Tuesday, November 21, 2006

Rambam on Being Paid to Learn or Teach Torah

This is the first post of a proposed series on the Rambam's position regarding being paid to learn or teach Torah. It is well known that the Rambam was of the view that it is forbidden to receive payment for learning or teaching Torah. However, some ask, did not the Rambam do precisely that? Did he not learn Torah while his brother, David, worked as a merchant and supported him? Only after his brother died tragically did Rambam start working.

The answer seems to be that this is not true.
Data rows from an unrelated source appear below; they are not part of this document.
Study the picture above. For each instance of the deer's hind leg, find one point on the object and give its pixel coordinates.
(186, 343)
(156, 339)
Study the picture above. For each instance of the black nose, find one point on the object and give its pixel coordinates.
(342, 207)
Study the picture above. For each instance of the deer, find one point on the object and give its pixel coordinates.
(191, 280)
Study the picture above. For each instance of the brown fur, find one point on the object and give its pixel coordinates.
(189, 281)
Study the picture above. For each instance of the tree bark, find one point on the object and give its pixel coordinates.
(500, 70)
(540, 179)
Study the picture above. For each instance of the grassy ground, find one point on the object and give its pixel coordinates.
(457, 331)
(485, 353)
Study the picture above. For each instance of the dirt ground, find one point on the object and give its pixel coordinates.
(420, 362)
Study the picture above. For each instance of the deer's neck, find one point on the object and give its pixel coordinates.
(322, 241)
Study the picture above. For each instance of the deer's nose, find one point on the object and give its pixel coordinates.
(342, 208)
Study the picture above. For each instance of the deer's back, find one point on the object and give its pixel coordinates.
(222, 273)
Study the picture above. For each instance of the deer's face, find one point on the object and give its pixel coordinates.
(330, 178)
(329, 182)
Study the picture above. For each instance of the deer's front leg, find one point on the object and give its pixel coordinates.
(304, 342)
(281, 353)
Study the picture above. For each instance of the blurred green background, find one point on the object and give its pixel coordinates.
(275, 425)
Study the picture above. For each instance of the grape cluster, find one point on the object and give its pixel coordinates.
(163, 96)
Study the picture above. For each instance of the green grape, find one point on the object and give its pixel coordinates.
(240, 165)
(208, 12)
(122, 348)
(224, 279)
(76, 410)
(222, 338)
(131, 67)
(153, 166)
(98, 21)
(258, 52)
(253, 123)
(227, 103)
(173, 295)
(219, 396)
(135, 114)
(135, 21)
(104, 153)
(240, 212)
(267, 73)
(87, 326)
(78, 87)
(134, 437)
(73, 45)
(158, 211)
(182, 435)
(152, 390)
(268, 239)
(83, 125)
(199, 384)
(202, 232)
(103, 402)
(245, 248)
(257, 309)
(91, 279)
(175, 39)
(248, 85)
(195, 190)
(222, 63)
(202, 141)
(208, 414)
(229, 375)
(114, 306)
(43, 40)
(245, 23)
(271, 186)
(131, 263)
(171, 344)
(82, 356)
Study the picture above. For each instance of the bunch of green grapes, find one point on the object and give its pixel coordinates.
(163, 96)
Joel Kraemer, "Moses Maimonides: An Intellectual Portrait" in Kenneth Seeskin ed., The Cambridge Companion to Maimonides, p. 28:

Biographers have written that as result of David's death Maimonides had to relinquish the life of a scholar and take up medicine as a profession, but there is no evidence for such a transition. Maimonides had studied medicine in North Africa before coming to Egypt and attained prominence as a physician in his early days in Egypt even before David's demise.
On the advice of a scholar, I looked in S.D. Goitein's A Mediterranean Society: The Jewish Communities of the Arab World as Portrayed in the Documents of the Cairo Geniza and found the following about two brothers named Labrat and Judah (vol. 5, pp. 392-393):
The addressee [of a letter], his younger brother Judah, whom Labrat had brought up (probably because of the early death of their father) and for whom he harbored tender feelings (as did Moses Maimonides for his brother David), was later to become a great merchant and renowned philanthropist in Egypt...

It was customary in merchants' families that one member, usually a father or elder brother, stayed put and the others traveled. Labrat and Judah (like Moses and David Maimonides later) had divided the family business between themselves in such a way.
It seems that Maimonides worked together with his brother as well as being a practicing doctor on his own.